Daily Responsibilities
7- Write or refactor a RAG retrieval pipeline — embedding choice, chunking strategy, reranker, prompt template — and run the eval set against the change to measure quality lift.
- Investigate a hallucination report from product or support: reproduce the failure, isolate whether it's a retrieval miss, a prompt issue, or a model-capability gap, and draft the fix.
- Review 2-3 PRs from teammates: check prompt diff, eval-set additions, latency and token-cost impact, and graceful-degradation logic when the model API fails.
- Run an eval batch on a new model (e.g., Claude vs GPT vs an open-weight Llama variant) — analyze quality, latency, and per-1K-token cost, then write a 1-page recommendation memo.
- Pair with a backend or DE teammate on the data layer: add a new field to the retrieval index, debug a slow vector query, or design the schema for a new tool the agent will call.
- Attend a 15-30 min daily standup and 1-2 ad-hoc syncs (with PM, designer, or model-policy reviewer) about a new AI feature, eval results, or a customer-reported quality issue.
Advantages
- Salary premium is real and currently structural — a strong AI Engineer in India earns ₹15-30% more than an equivalent backend SDE at the same level, and the premium has held since 2023.
- The work touches frontier problems weekly — new models, new techniques (RAG → agents → multimodal), new eval methodologies — which keeps the role intellectually rich rather than a treadmill.
- Genuine remote and global mobility — Sarvam AI, Krutrim, Hugging Face, OpenAI's India org, Anthropic's APAC hires, and most AI-native startups are remote-friendly; a strong AI Engineer can credibly target US/EU companies after 3-4 years.
- Career compounds across companies and use cases — RAG, evals, prompting, fine-tuning skills move cleanly between fintech, SaaS, healthcare, and consumer AI, so switching sectors is low-friction.
- Direct product impact — your model is the chatbot, the search ranker, the underwriting assistant that real users hit. Few roles have this much daily evidence that your work actually changes the product.
Challenges
- The entry bar is brutal — competing against M.Tech grads from IITs/IIIT-H, Kaggle Masters, and self-taught engineers with public Hugging Face profiles. Without a real portfolio of shipped LLM features, breaking in from a tier-3 college is hard.

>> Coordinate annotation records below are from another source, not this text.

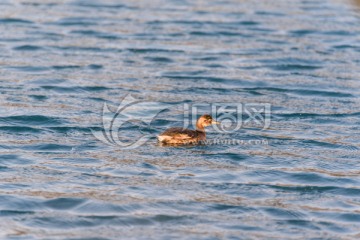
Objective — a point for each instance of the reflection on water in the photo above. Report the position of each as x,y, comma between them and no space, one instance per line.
61,60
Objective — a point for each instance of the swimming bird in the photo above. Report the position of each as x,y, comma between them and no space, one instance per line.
179,136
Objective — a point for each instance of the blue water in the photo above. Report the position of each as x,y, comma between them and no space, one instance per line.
60,61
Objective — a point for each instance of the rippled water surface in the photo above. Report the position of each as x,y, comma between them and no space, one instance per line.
60,61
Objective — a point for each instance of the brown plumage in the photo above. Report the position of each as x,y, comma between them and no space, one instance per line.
187,136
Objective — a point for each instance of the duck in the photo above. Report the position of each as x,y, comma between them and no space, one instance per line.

- Tooling churn is faster than any other engineering role — frameworks (LangChain → LlamaIndex → custom), vector DBs (Pinecone → Weaviate → pgvector → Qdrant), and base models change every 3-6 months and you're expected to keep up.
- Job-title inflation is rampant — at many Indian companies 'AI Engineer' actually means 'wrote one OpenAI integration.' Read JDs carefully and ask hard questions about what the team actually ships.

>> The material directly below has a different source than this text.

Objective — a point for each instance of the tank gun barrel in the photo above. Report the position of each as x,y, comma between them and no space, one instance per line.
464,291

- Eval and reliability work is the unglamorous 60% of the job — measuring, debugging hallucinations, writing graders — but most candidates only want to talk about the 20% that involves picking models. Career grows for those who like the eval side.

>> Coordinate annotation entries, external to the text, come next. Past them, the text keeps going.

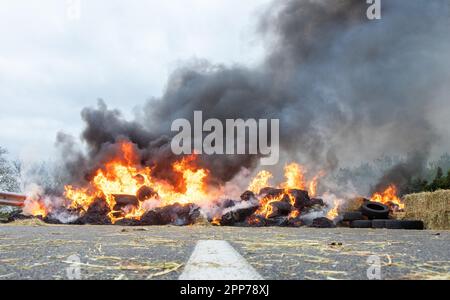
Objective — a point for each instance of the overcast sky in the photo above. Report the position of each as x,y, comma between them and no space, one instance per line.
52,64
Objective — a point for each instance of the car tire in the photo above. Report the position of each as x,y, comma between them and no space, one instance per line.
361,224
353,216
379,224
405,224
375,210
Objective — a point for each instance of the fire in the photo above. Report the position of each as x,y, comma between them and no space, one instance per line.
260,181
389,197
36,208
124,179
333,213
294,179
314,183
124,176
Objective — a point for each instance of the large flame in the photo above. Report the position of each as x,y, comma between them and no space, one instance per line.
124,176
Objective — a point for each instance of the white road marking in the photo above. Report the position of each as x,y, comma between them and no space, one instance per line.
217,260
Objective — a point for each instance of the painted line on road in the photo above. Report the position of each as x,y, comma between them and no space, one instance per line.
217,260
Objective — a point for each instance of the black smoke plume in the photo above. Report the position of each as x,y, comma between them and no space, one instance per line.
344,88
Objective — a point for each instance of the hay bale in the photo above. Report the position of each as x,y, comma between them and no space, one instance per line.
431,208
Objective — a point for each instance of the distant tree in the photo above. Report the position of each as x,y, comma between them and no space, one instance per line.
9,173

- Regulatory risk is rising — the DPDP Act in India, the EU AI Act, and emerging US rules will impose constraints on how AI features are built and shipped. AI Engineers who ignore the policy and safety side will hit ceilings.
Education
6- Required (most common): B.Tech / B.E. in CS, IT, AI/ML, or Electronics — the default route in India and the strongest signal for AI-team campus drives at FAANG-India, Microsoft, and AI-native startups.
- Strong alternatives: B.Sc. (Statistics / Mathematics) + a strong ML portfolio, or BCA/MCA with demonstrated open-source LLM contributions — accepted at most product startups and SaaS companies in 2026.
- Premium signal: M.Tech / M.S. in AI, ML, or CS from IIT, IIIT-H, IIIT-B, IISc, ISI Kolkata, or Chennai Mathematical Institute, or top-50 global CS/AI programs — opens doors to research-leaning AI teams at MSR India, Google Research India, Adobe Research, and quant funds.
- PhD route: required for AI Research Scientist roles (MSR India, Google DeepMind India, IBM Research, Sarvam AI research); optional but high-value for Applied AI Engineer roles at FAANG and frontier-model labs.
- Self-taught + portfolio: a fully built RAG application on GitHub, 1-2 fine-tuned models on Hugging Face, and Kaggle / arXiv-Sanity activity is an accepted route at remote-first AI startups and small product teams.